Hab da noch ein paar Fragen zum Passwort...

1. Wie lang sollte es sein, 63 oder 64 Zeichen?

2. Welche Symbole und Zeichen kann ich verwenden? Welche könnten Probleme machen?

3. Wie kann ich mir ein entsprechendes Passwort in Linux in der Konsole generieren?

----------

## mv

 *SarahS93 wrote:*   

> Hab da noch ein paar Fragen zum Passwort...
> 
> 1. Wie lang sollte es sein, 63 oder 64 Zeichen?
> 
> 2. Welche Symbole und Zeichen kann ich verwenden? Welche könnten Probleme machen?
> ...

 

1. Erstens wird das Passwort sowieso durch einen Hash gejagt, so dass (technisch gesehen) die Länge egal ist: 63, 64, 20, oder 1050 Zeichen sind alle fein. Je kürzer, desto leicihter kann es halt ggf. mit brute-force geknackt werden. Zweitens bedeutet "Luks" dass der Hash nur benutzt wird, um ein zufälliges Passwort zu verschlüsseln (das automatisch generiert wird und die für den Algorithmus benötigte Länge hat); Dein Passwort sichert also nicht die eigentlichen Daten sondern sozusagen nur den Tresorschlüssel. Wenn Du das nicht willst, darfst Du nicht Luks benutzen.

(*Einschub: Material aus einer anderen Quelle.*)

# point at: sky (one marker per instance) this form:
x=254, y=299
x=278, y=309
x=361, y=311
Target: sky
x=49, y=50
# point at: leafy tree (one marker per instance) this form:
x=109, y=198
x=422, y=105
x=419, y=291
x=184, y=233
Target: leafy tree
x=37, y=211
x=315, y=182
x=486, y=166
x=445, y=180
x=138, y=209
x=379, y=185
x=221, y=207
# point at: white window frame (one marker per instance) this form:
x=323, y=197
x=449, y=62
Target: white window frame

2. Es empfiehlt sich, ein langes Passwort (mit vielen Zeichen) aber nur aus Standardzeichen zu benutzen, damit Du es ggf. auch von einer Rettungs-CD mit Nichtstandard-Tastaturbelegung problemlos eingeben kannst. Technisch gesehen kannst Du aber beliebige Zeichen benutzen (ggf. mit Ausnahme des 0-Charakters).

3. Wozu? Willst Du das auswendig lernen?

----------

## toralf

 *SarahS93 wrote:*   

> version vor sys-fs/cryptsetup-1.4.3 hatte das mit "-h sha" funktioniert, wann wurde es in "-h sha1" geändert?
> 
> 

 Hier steht sicherlich die Antwort : http://code.google.com/p/cryptsetup/source/browse/docs

 :Smile: 

----------

## SarahS93

OK, das ist soweit klar.

Über "losetup" kann ich eine Datei einhängen, und auch mit Luks nutzen .. was aber mache ich wenn mir die loop0 bis loop7 unter /dev/ nicht ausreichen, angenommen ich brauche 50 anstat 8 Stück, wie kriege ich mehr?

----------

## toralf

 *SarahS93 wrote:*   

> OK, das ist soweit klar.
> 
> Über "losetup" kann ich eine Datei einhängen, und auch mit Luks nutzen .. was aber mache ich wenn mir die loop0 bis loop7 unter /dev/ nicht ausreichen, angenommen ich brauche 50 anstat 8 Stück, wie kriege ich mehr?

 CONFIG_BLK_DEV_LOOP_MIN_COUNT=50   :Very Happy: 

Im Ernst, ich glaube, man kann einfach noch eins beantragen mit losetup.

----------

## SarahS93

Danke für den Tip.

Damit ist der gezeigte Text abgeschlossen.